Julius Werner has posted comments on this change. ( https://review.coreboot.org/c/coreboot/+/34771 )
Change subject: soc/mediatek: dsi: Refactor PHY timing calculation ......................................................................
Patch Set 11:
(4 comments)
https://review.coreboot.org/c/coreboot/+/34771/11/src/soc/mediatek/common/ds... File src/soc/mediatek/common/dsi.c:
https://review.coreboot.org/c/coreboot/+/34771/11/src/soc/mediatek/common/ds... PS11, Line 87: phy_timing->da_hs_exit = 2U * phy_timing->lpx; So how do these work out when you override lpx? Either you need to move these calculations below the override() call (which means they can't be overridden individually, like 8173 does for da_hs_exit), or you need to also override them explicitly for 8173.
(FWIW, I'm also fine with changing this stuff if you check that 8173 still looks okay with the new values.
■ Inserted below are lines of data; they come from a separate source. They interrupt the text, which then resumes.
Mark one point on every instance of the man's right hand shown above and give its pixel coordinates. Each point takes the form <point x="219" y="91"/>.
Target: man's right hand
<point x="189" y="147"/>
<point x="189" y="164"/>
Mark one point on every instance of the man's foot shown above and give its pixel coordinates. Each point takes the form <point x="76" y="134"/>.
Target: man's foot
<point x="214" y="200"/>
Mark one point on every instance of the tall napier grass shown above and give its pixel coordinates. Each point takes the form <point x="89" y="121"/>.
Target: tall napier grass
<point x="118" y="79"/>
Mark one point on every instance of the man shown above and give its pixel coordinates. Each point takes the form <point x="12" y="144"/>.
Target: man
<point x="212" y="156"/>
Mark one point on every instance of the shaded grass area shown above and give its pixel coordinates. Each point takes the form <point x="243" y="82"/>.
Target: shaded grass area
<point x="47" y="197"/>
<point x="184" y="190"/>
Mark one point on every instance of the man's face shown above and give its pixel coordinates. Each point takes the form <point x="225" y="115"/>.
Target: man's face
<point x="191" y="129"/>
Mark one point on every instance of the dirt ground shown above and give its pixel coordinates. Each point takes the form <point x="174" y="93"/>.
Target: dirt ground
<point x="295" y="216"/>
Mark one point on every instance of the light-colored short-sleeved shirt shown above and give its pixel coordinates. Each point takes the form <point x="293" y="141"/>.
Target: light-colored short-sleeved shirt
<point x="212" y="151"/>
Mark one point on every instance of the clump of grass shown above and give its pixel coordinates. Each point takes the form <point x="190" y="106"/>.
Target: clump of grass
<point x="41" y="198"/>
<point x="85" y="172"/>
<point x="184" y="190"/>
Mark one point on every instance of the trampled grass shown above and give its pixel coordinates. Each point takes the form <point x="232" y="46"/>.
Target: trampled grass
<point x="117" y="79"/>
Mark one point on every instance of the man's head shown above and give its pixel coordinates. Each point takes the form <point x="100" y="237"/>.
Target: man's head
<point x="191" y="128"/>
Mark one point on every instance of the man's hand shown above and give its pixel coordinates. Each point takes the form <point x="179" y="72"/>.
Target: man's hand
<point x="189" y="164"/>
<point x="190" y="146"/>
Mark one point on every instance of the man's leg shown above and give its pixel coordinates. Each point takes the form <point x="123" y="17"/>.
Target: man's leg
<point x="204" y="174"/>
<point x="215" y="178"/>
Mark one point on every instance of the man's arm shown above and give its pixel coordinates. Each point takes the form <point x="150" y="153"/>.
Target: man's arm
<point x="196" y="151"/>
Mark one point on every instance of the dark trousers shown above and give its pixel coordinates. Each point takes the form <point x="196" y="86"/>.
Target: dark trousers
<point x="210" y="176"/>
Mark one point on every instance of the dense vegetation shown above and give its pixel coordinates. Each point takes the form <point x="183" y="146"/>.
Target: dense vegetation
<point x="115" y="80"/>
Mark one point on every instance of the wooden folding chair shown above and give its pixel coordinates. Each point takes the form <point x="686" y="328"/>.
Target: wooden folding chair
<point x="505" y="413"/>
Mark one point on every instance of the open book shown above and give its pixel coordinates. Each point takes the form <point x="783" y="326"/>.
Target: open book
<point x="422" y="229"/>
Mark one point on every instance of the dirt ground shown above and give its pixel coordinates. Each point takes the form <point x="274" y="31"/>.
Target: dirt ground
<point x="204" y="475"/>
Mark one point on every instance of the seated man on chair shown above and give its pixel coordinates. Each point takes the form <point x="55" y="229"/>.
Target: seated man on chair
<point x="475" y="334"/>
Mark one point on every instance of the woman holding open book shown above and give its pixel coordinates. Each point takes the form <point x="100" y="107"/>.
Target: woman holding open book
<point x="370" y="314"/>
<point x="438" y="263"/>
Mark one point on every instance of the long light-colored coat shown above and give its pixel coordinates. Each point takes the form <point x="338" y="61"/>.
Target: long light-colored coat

I wouldn't be surprised if they just implemented this a little wrong back then.)
https://review.coreboot.org/c/coreboot/+/34771/11/src/soc/mediatek/common/ds... PS11, Line 94: phy_timing->clk_hs_exit = 2U * phy_timing->lpx; Same for this one (lpx-dependent and must be overridden for 8173).
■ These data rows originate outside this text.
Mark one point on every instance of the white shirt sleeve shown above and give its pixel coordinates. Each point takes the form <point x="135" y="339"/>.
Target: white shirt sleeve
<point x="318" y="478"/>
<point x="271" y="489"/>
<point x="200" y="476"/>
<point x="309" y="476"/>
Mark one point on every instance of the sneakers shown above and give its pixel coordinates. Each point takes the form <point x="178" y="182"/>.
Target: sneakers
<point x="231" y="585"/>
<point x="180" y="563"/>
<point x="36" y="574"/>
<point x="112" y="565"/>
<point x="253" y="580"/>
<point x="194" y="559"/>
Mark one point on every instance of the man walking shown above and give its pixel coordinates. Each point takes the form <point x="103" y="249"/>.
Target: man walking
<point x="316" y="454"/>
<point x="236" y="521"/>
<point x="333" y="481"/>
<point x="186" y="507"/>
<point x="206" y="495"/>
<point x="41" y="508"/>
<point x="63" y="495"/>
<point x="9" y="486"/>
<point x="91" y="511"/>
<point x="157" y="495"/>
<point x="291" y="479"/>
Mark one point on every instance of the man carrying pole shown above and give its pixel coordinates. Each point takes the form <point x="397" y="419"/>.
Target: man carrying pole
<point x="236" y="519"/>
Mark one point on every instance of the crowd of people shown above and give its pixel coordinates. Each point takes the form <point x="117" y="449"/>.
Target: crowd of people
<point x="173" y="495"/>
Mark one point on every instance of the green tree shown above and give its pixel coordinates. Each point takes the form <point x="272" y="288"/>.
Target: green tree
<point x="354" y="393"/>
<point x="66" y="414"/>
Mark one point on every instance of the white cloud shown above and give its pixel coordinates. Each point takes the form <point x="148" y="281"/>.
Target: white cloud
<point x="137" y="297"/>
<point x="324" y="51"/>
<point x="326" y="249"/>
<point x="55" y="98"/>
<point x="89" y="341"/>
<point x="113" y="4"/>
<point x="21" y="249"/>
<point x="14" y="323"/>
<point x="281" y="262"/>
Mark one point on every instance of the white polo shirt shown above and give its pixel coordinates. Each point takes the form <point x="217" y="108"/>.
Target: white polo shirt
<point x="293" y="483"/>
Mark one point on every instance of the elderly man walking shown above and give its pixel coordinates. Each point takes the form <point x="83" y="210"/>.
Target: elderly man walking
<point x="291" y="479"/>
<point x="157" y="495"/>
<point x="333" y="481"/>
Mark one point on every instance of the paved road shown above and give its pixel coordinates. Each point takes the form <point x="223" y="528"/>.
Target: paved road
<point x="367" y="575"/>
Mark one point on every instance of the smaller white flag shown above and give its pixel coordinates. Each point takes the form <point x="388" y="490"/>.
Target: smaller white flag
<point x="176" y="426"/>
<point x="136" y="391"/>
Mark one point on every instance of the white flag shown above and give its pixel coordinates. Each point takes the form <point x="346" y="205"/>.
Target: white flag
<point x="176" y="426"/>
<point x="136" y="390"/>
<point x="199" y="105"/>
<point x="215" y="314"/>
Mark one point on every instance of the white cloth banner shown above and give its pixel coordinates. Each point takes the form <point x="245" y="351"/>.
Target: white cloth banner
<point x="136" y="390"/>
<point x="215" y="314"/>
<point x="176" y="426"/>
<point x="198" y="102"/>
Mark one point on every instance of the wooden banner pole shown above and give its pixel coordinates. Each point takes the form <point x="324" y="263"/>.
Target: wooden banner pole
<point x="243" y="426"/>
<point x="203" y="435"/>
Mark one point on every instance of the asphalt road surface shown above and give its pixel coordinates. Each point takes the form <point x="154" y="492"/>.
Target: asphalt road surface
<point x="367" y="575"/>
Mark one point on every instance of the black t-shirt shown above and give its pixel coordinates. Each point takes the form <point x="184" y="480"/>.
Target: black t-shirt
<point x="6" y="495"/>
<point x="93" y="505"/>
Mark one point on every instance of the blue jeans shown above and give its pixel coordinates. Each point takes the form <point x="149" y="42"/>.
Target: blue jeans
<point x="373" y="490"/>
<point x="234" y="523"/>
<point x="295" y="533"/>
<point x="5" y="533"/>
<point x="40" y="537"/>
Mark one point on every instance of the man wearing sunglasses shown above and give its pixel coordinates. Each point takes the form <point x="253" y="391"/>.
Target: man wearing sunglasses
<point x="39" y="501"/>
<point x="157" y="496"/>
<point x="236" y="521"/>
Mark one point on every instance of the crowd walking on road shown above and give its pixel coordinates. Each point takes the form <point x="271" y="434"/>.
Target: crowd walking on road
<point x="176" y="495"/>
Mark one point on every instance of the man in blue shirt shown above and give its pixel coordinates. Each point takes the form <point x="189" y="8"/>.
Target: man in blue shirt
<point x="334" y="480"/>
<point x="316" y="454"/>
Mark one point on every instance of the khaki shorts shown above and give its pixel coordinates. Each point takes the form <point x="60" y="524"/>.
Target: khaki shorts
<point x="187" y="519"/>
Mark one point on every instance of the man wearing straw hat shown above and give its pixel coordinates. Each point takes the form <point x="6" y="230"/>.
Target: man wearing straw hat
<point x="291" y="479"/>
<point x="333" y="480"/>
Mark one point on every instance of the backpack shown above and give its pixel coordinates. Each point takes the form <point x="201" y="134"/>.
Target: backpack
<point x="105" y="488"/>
https://review.coreboot.org/c/coreboot/+/34771/11/src/soc/mediatek/common/ds... PS11, Line 105: da_hs_sync Did you intentionally leave this at 0 for the common implementation?
https://review.coreboot.org/c/coreboot/+/34771/11/src/soc/mediatek/common/ds... PS11, Line 248: struct mtk_phy_timing phy_timing; What's the point of passing this struct in? If it's only for passing stuff to the override, can't you allocate it inside mtk_dsi_phy_timing()?